Here we can just trow in a tree and check. Parentheses should match.

In [6]:
tree_str = """
( S ( CONJ3CL ( P-VC-S ( PP ( PREP ἐν )( NOUN ἀρχῇ ) )( VERB ἦν )( NP ( DET ὁ )( NOUN λόγος ) ( PUNCT , ) ) )( WG ( CONJ καὶ )( S-VC-P ( NP ( DET ὁ )( NOUN λόγος ) )( VERB ἦν )( PP ( PREP πρὸς )( NP ( DET τὸν )( NOUN θεόν ) ( PUNCT , ) ) ) ) )( WG ( CONJ καὶ )( P-VC-S ( NOUN θεὸς )( VERB ἦν )( NP ( DET ὁ )( NOUN λόγος ) ( PUNCT . ) ) ) ) ) )
"""

open_count = tree_str.count("(")
close_count = tree_str.count(")")
print("Opening parentheses:", open_count)
print("Closing parentheses:", close_count)

Opening parentheses: 33
Closing parentheses: 33


## 3.2 - Display the penn tree <a class="anchor" id="bullet3x2"></a>

We can also display the tree in a nice format using nltk.

In [7]:
from nltk import Tree


ptbString = """

(S (WG (CL  (VP-V (VERB ἐγένετο) )(NP-SBJ (NOUN ἄνθρωπος) (PUNCT ,) (CL  (VP-V (VERB ἀπεσταλμένος) )(PP-ADV (PREP παρὰ) (NOUN θεοῦ) (PUNCT ,) ) ) ) ) (CL (NOUN ὄνομα) (PRON αὐτῷ) (NOUN ἰωάνης) (PUNCT ·) ) ) )

"""

tree = Tree.fromstring(ptbString)
tree.pretty_print()  # console-style print     

                                               S                                 
                                               |                                  
                                               WG                                
            ___________________________________|_________________                 
           CL                                                    |               
    _______|________________                                     |                
   |                      NP-SBJ                                 |               
   |        ________________|_____________                       |                
   |       |       |                      CL                     |               
   |       |       |         _____________|____                  |                
  VP-V     |       |       VP-V              PP-ADV              CL              
   |       |       |        |         _________|______       ____|____________    
  VERB    

## 3.3 - Script to check tree consistency <a class="anchor" id="bullet3x3"></a>

The following script proved helpfull to figure out where the logic in building trees got astray.

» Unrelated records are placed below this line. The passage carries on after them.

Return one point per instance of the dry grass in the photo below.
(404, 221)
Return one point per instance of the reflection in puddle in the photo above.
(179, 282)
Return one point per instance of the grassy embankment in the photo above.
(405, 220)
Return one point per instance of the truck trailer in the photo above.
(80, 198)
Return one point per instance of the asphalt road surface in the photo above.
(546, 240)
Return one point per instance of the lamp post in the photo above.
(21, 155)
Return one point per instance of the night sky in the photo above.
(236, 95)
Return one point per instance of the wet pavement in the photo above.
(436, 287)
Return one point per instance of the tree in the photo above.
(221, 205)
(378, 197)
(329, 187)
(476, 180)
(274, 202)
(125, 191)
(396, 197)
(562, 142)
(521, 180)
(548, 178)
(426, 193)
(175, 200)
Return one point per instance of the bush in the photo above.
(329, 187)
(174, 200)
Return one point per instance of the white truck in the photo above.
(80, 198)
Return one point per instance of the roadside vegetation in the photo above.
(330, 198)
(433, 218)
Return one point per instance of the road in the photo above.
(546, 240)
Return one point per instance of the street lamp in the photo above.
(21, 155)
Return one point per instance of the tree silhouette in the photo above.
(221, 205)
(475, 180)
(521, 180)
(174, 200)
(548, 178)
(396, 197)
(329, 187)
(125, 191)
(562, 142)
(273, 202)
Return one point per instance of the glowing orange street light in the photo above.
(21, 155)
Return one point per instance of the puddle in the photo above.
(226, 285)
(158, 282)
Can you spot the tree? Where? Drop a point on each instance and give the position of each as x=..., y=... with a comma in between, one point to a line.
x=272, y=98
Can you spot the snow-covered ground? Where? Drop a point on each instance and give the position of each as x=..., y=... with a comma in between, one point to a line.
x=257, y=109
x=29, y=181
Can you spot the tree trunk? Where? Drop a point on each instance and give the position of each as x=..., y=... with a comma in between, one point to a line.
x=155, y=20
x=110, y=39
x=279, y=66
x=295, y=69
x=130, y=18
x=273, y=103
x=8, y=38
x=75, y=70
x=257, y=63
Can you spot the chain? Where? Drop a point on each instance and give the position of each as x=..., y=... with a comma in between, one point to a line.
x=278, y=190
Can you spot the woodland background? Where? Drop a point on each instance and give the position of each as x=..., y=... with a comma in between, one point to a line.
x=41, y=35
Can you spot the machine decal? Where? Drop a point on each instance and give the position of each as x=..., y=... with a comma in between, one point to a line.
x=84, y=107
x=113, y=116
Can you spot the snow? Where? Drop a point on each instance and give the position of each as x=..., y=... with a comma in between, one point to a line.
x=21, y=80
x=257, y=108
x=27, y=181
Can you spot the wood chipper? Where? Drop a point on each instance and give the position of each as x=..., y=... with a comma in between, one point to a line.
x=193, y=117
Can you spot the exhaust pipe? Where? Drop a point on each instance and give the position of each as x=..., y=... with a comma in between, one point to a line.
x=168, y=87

I leave it in for anyone modifying this notebook. E.g., for another dataset

In [8]:
import re

def annotate_parentheses(text):
    """
    Returns a new string where each '(' is annotated with "[open N]"
    and each ')' is annotated with "[close N]" where N is a counter.
    Uses a stack to match open and close parentheses.
    """
    stack = []
    counter = 1
    annotated = []
    
    for char in text:
        if char == "(":
            # For every open parenthesis, push the current counter
            stack.append(counter)
            annotated.append(f"( [open {counter}]")
            counter += 1
        elif char == ")":
            if stack:
                # Pop the matching open counter
                num = stack.pop()
                annotated.append(f")[close {num}]")
            else:
                # If there is no matching open, still annotate and flag it.
                annotated.append(f")[close {counter} (no matching open)]")
                counter += 1
        else:
            annotated.append(char)
    
    # If there are any unmatched open parentheses, add a warning at the end.
    if stack:
        annotated.append("\n[Warning: Unmatched open parentheses remain: " + ", ".join(map(str, stack)) + "]")
    
    return "".join(annotated)

def check_consistency(annotated_text):
    """
    Checks that every [open N] tag has a corresponding [close N] tag.
    Returns True if the numbers match; otherwise, it prints an error message and returns False.
    """
    open_tags = re.findall(r'\[open (\d+)\]', annotated_text)
    close_tags = re.findall(r'\[close (\d+)\]', annotated_text)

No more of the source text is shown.